MOSFET devices manufactured using SiC as provided by the present invention provide a solution to this problem as they have a much smaller on-state resistance than corresponding Si devices. Improved sensitivity to fault currents can thereby be provided, as well as reduced I2R heating. Silicon carbide is also a much better thermal conductor and has a higher melting/sublimation temperature than Si and so is able to run hotter, thus reducing the requirement for heavy heatsink arrangements. Together, the material advantages of silicon carbide allow much higher power densities to be achieved.

WE CLAIM:
1. A method of manufacturing a semiconductor device comprising applying a first layer comprising silicon to a second layer comprising silicon carbide, whereby an interface is defined between the first and second layers, and oxidising some or all of the first layer.
2. A method according to claim 1, wherein the first layer is wafer bonded to the second layer.
3. A method according to claim 1 or 2, wherein the second layer consists of a single crystal of SiC.
4. A method according to any of the preceding claims, wherein the first layer consists of a single crystal of Si.
5. A method according to any of claims 1 to 4, wherein the step of oxidising some or all of the first layer is carried out after the first layer is applied to the second layer.
6. A method according to any of claims 1 to 4, wherein the step of oxidising some or all of the first layer is carried out before or while the first layer is applied to the second layer.

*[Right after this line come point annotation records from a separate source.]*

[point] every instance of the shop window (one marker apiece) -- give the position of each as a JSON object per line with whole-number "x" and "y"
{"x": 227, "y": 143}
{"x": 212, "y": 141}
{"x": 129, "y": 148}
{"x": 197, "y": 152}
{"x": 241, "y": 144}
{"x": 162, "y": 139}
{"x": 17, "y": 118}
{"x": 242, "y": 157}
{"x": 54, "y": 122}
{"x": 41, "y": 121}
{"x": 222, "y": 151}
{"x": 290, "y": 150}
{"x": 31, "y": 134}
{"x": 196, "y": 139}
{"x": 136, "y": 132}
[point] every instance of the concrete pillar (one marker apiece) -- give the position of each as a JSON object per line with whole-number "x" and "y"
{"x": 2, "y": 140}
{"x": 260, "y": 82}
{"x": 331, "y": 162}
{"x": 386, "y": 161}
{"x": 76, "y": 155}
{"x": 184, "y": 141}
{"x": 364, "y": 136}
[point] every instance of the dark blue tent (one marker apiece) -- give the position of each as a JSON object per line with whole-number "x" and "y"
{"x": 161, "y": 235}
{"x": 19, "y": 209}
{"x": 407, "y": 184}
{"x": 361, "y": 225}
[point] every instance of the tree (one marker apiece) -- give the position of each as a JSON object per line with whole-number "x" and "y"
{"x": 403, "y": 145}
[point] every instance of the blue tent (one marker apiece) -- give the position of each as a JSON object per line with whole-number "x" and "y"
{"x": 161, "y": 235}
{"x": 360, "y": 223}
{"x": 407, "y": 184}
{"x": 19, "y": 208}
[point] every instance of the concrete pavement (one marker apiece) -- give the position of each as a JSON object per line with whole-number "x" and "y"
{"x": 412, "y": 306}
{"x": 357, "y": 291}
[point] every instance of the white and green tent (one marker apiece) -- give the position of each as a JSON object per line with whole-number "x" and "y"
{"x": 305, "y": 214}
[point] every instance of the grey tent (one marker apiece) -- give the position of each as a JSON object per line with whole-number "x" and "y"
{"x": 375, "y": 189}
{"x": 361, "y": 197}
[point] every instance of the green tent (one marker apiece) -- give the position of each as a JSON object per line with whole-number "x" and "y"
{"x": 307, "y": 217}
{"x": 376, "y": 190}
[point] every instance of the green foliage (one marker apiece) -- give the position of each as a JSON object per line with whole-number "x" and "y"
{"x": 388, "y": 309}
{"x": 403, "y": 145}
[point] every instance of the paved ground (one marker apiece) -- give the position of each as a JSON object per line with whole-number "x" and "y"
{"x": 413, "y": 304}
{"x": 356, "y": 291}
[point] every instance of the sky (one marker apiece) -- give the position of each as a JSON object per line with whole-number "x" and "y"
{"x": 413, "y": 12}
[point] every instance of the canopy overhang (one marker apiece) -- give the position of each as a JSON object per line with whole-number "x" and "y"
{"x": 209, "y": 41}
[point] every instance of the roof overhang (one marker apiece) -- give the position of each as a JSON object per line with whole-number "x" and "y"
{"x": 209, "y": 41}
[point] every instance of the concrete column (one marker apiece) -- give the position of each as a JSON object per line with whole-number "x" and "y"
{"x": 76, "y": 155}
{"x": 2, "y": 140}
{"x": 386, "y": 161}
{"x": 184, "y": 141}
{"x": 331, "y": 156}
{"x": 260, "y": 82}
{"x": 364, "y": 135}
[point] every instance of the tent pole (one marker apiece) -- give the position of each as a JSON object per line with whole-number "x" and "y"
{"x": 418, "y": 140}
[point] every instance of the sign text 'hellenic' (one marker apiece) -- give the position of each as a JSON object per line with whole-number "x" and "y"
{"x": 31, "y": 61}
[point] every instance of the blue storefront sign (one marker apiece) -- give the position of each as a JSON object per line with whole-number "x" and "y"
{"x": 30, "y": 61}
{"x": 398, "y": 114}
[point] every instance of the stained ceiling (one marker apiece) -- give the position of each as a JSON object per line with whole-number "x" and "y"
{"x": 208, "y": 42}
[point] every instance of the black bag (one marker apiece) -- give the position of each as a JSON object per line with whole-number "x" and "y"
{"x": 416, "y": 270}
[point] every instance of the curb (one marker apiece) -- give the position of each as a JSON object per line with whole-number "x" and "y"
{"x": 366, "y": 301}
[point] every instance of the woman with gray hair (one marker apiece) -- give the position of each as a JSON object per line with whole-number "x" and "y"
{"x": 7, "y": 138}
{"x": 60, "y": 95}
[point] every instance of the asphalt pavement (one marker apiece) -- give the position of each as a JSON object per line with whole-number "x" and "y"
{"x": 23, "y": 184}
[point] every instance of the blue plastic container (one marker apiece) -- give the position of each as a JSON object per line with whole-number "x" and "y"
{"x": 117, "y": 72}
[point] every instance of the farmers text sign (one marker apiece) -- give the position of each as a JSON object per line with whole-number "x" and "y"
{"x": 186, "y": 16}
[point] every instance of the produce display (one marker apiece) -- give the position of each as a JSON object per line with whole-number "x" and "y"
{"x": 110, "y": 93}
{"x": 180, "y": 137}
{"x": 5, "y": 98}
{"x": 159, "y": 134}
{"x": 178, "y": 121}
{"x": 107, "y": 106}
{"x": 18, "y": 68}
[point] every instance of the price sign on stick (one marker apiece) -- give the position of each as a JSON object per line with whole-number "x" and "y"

7. A semiconductor device manufactured in accordance with the method of any of claim 1 to 6, comprising a first layer comprising SiO2 joined to a second layer comprising silicon carbide, whereby an interface is defined between the first and second layers.
8. A semiconductor device according to claim 7 comprising a MOSFET.
9. An aircraft power distribution system comprising a semiconductor device according to claim 7 or 8.
10. A method of manufacturing a semiconductor device substantially as herein described with reference to the accompanying drawings.
11. A semiconductor device substantially as herein described with reference to the
accompanying drawings.
12. An aircraft power distribution system substantially as herein described with
reference to the accompanying drawings.